World Breastfeeding Week 2015: let’s support working moms!
The week of August 1-7 marks World Breastfeeding Week 2015. Every year has a different theme, and this year’s is “Breastfeeding and work: Let’s make it work!” I think focusing on supporting employed breastfeeding mothers is a great idea, and here’s why.
In the United States, we lead the world in lots of things. We have great colleges, advanced industries, and a host of other reasons to be proud of our country. But have you wondered how we stack up against other nations when it comes to paid maternity leave? And how about policies that give women protected time to pump at work?
African countries like Sierra Leone, Somalia, and Sudan — countries more well-known for their issues with female genital mutilation, internal warfare that employs the use of child soldiers, and constant political strife — are actually amazing when it comes to providing paid maternity leave and protected time for breastfeeding moms.
For example, Somalian mothers have 14 weeks of nationally mandated, paid maternity leave to use. They also get paid breaks to pump or nurse at work — up to two hours a day is protected for this until their children are 12 months old. That is amazing!
The United States, however, is a totally different story. Federally regulated, paid maternity leave? No such luck here. Sure, a woman can take up to 12 weeks off for maternity leave under the Family Medical Leave Act (better known as FMLA), but she has to work for an employer for at least 12 months and her job has to meet certain criteria to qualify for this.
What about a federal law guaranteeing that a woman will get paid, protected time to breastfeed or pump at work? Again, those benefits don’t exist in our country. While women do have some legal rights, when it comes to having access to a space to pump and time to do so, again there are limitations and these pumping breaks (are they really a break?!) are unpaid.
So here we are, asking women to exclusively breastfeed for six months and continue for at least a year, and yet we expect these moms to return to work when their babies are 6 weeks old – just barely long enough to allow breastfeeding to get established, let alone for mothers to become totally confident in mastering the juggling act of pumping at work.

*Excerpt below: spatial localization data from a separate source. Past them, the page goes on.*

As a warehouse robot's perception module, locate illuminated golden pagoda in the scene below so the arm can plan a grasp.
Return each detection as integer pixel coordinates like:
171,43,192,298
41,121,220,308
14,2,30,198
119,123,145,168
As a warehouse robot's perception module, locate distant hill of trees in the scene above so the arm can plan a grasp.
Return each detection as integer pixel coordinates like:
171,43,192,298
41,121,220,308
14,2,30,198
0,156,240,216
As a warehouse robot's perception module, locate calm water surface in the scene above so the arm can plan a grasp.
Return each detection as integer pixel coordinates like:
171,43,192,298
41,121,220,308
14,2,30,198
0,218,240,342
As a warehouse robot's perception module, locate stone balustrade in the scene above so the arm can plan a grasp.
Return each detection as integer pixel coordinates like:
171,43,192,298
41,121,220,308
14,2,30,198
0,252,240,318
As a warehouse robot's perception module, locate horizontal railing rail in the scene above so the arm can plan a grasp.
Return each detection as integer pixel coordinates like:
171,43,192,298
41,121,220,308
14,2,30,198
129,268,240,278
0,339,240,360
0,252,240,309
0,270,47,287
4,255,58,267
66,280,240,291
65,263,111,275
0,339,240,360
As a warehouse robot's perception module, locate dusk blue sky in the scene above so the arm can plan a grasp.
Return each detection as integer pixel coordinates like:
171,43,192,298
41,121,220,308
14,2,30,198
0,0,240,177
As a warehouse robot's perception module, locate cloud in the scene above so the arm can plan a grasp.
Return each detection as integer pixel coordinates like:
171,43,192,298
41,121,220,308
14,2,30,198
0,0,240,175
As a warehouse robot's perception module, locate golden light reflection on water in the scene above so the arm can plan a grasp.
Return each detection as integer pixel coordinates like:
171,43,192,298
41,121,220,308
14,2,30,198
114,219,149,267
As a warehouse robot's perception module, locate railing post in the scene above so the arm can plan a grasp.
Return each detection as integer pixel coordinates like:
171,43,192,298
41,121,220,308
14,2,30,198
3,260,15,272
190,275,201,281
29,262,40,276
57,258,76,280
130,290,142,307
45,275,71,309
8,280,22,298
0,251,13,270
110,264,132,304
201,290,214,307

We also don’t give these moms the peace of mind of knowing they have a guaranteed, unaffected income while they are on maternity leave or when they return to work and need to pump.
We might be a great country, but we are sending a less than stellar message to our new mothers and their babies when you take into account facts like these. This is why World Breastfeeding Week is so important, and especially this year’s theme.
If you’d like to read more information about World Breastfeeding Week, you’ll find some great resources here and here. And the next mom you see who is persevering and pumping at work, realize that during her pump breaks, she is doing one of the most important jobs of all: working hard to nourish her baby. Be sure to show her some support!